Toyota's marketing chief Andrew Kirby denied that Toyota's recalls and global chairman Toyoda's humiliating apology to the US Senate has undermined the hitherto-believable jingle: "Everything keeps going right, Toyota." "There is no indication of that. Our numbers are slightly different from RGT's but the trend is the same. We had 21% of the market in 2008, 17.7% in 2009 and 15% in the first six months of this year." Kirby ascribes the loss to heavy competition in a depressed market, to Toyota's absence from the sub-B (cheap) car category and some ageing of some of Toyota's biggest brands. He said the average list price of the Toyota passenger offering was R250 000 - well above most rivals. "We probably won't get back to 25% market share. There are just more competitors today but we have aggressive plans and new models to get back on top." Of course Kirby reckons Toyota is still number one as a brand. He thinks Audi is a distinct brand from VW and should therefore not be incorporated in VWSA's total. RSG analyst Andrew Hibbert said: "The most notable area of market share decline for Toyota has been in the entry and small car segments, where the number of competitors to the Toyota Yaris has increased.

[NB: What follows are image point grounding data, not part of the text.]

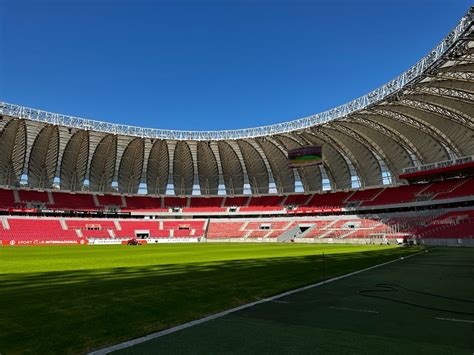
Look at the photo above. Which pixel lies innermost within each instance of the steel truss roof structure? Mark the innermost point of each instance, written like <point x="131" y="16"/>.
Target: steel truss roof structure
<point x="423" y="116"/>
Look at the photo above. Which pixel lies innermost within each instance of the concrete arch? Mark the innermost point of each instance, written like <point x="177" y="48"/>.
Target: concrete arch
<point x="256" y="168"/>
<point x="183" y="170"/>
<point x="208" y="170"/>
<point x="74" y="161"/>
<point x="397" y="156"/>
<point x="335" y="163"/>
<point x="310" y="175"/>
<point x="131" y="165"/>
<point x="13" y="152"/>
<point x="158" y="168"/>
<point x="102" y="168"/>
<point x="284" y="177"/>
<point x="370" y="173"/>
<point x="43" y="158"/>
<point x="232" y="169"/>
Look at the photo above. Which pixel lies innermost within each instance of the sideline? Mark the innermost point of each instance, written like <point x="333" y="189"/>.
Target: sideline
<point x="177" y="328"/>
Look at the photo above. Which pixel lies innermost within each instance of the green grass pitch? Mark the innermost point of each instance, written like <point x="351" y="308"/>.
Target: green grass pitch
<point x="75" y="299"/>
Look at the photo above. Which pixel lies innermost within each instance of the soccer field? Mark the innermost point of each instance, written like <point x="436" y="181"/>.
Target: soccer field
<point x="75" y="299"/>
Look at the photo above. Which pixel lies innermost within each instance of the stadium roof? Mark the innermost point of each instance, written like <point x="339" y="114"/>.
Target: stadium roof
<point x="424" y="115"/>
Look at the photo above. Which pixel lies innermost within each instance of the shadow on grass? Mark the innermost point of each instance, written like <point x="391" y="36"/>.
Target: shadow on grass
<point x="75" y="311"/>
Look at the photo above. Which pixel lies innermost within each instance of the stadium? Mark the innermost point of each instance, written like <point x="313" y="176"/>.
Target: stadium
<point x="386" y="176"/>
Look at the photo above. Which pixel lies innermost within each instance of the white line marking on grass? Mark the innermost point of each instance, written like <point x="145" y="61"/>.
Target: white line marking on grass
<point x="456" y="320"/>
<point x="177" y="328"/>
<point x="355" y="310"/>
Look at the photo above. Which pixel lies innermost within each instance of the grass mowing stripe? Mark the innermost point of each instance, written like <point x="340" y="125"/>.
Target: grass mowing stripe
<point x="75" y="299"/>
<point x="275" y="298"/>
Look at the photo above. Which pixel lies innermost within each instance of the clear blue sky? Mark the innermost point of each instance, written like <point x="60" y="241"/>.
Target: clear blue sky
<point x="209" y="64"/>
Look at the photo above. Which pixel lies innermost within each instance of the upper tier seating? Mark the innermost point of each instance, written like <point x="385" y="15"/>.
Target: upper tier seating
<point x="35" y="228"/>
<point x="80" y="201"/>
<point x="266" y="201"/>
<point x="331" y="199"/>
<point x="297" y="200"/>
<point x="175" y="202"/>
<point x="144" y="203"/>
<point x="464" y="189"/>
<point x="236" y="201"/>
<point x="33" y="196"/>
<point x="7" y="199"/>
<point x="364" y="195"/>
<point x="206" y="201"/>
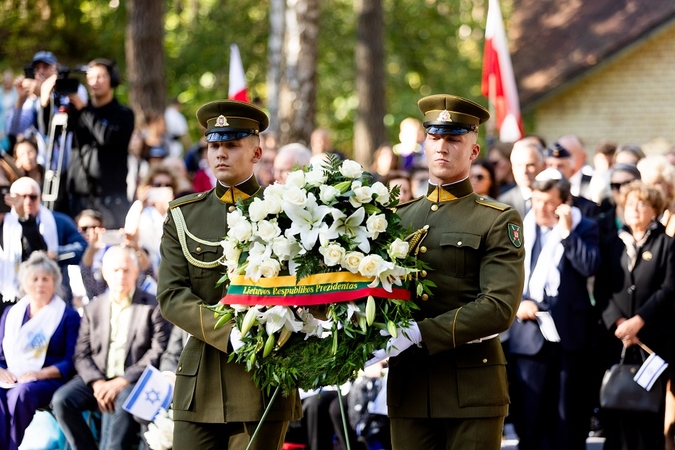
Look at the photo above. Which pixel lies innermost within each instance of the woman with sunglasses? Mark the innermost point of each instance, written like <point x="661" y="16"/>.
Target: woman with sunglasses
<point x="483" y="178"/>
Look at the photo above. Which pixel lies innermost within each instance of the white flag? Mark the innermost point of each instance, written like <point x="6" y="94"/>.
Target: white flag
<point x="151" y="393"/>
<point x="650" y="371"/>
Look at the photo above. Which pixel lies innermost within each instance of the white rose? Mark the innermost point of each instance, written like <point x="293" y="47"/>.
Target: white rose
<point x="316" y="177"/>
<point x="296" y="178"/>
<point x="267" y="230"/>
<point x="372" y="266"/>
<point x="230" y="250"/>
<point x="382" y="193"/>
<point x="398" y="249"/>
<point x="376" y="224"/>
<point x="328" y="193"/>
<point x="351" y="261"/>
<point x="282" y="247"/>
<point x="234" y="217"/>
<point x="241" y="231"/>
<point x="295" y="196"/>
<point x="350" y="169"/>
<point x="257" y="210"/>
<point x="332" y="254"/>
<point x="362" y="194"/>
<point x="270" y="268"/>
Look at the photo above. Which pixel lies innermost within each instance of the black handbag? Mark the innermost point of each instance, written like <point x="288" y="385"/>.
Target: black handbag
<point x="620" y="391"/>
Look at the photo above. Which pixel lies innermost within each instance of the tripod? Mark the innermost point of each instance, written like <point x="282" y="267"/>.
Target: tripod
<point x="52" y="181"/>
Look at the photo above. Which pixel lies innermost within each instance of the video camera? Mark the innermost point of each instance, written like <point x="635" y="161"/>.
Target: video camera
<point x="64" y="85"/>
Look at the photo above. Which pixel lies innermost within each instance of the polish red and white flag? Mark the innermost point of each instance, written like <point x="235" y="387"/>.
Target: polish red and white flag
<point x="237" y="88"/>
<point x="498" y="82"/>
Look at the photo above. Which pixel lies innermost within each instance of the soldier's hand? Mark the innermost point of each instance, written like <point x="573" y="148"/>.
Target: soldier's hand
<point x="527" y="310"/>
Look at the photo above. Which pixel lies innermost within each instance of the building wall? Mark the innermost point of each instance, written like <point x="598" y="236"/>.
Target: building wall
<point x="629" y="100"/>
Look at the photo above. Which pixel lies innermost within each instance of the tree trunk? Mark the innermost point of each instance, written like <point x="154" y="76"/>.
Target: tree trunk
<point x="145" y="59"/>
<point x="297" y="105"/>
<point x="275" y="52"/>
<point x="369" y="129"/>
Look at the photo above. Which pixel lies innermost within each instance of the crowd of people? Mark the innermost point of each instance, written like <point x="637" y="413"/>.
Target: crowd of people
<point x="88" y="203"/>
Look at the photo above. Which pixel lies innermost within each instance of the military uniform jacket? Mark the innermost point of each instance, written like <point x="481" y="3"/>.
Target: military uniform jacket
<point x="208" y="388"/>
<point x="474" y="247"/>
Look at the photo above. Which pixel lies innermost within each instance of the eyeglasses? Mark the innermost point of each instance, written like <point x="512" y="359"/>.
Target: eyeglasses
<point x="617" y="186"/>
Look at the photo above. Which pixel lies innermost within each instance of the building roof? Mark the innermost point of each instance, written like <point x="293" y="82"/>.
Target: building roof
<point x="554" y="42"/>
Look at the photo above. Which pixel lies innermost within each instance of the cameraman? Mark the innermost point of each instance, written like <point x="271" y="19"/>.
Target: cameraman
<point x="34" y="95"/>
<point x="98" y="162"/>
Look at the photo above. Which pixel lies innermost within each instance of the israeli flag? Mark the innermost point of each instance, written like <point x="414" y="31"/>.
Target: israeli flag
<point x="152" y="392"/>
<point x="650" y="371"/>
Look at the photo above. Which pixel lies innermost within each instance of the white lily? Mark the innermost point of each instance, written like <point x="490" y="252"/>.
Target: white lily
<point x="277" y="317"/>
<point x="392" y="275"/>
<point x="307" y="220"/>
<point x="351" y="227"/>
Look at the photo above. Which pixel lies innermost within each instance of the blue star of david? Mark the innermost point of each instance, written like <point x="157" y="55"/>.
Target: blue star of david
<point x="152" y="396"/>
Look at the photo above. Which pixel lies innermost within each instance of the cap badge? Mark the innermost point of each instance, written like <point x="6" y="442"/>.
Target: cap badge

"Examples of the vehicles in this group which have increased their market share over the last couple of years, at the expense primarily of Toyota, are the Ford Fiesta, the Ford Ikon, the Mazda 2, the Renault Sandero, the Suzuki Swift.and lately VW's Polo Vivo." Volkswagen has ruled the passenger car roost since starting to shade Toyota in 2006. Thanks to the success of its bottom-of-the-range Polo Vivo, which replaced its popular Citigolf, its market share in the first six months of 2010 has soared to 25% from 22.5% a year ago. Thanks to its commercials, bakkies and trucks - not to mention surging exports -Toyota remains the biggest player in the total vehicle market.
Associated Motor Holdings, which is part of Imperial Group, (royal blue in the chart) shows the most dramatic growth, with its share of the market up from 11% for the full year of 2008 to 19% in the past six months. According to AMH CEO Manny de Canha, Hyundai and Kia have been his big stars. He says Hyundai received a direct injection thanks to its sponsorship of the Fifa World Cup. Fifa bought 800 Hyandai cars. De Canha says the Kia I20, I10 and I30 in the R110 000 to R160 000 price bracket excelled. The IX35, a new soft road contender aimed at Toyota's RAV 4 and Nissan's XTrail, is also promising, he says. De Canha said unlike most global competitors, the Koreans kept developing new models during the great slump. Other Imperial brands, such as Renault, Daihatsu and Terios are also doing well.
De Canha also credits Hyundai's 5-year, 150 000 km warrant in lieu of a price cut for some of its success. Alone among major distributors, AMH refuses to provide sales volumes by brand. In the depths of market gloom in the six months to December Imperial's distributorships contributed R380m of operating profit - up 108% and its dealerships R169m up 12%. In a recent trading statement Imperial forecast heps growth of 25%-40% in the year to June. It said: "Growth in vehicle sales and the benefit of restructuring the automotive businesses last year positively affected both our vehicle trading divisions. The distributorships division also benefits from the prevailing currency conditions.
BMW has also done well, raising market share to 11% from 7% in 2007. Mercedes-Benz grew its share from 9% in 2008 to 11% in the most recent six months. The market share graph reflects units sold. When it comes to turnover in rands, Mercedes and BMW, with higher market prices, would be appreciably bigger. Ford grew from 7% in 2007 to 9% in 2008 but recently fell back to 8.5%. Its big rival, General Motors, has also been a victim of intense competition. Its share of the market fell to just over 6% from 9% in 2007. RGT is part of RGTSmart (JSE:RGT) which listed on the JSE (JSE:JSE) recently.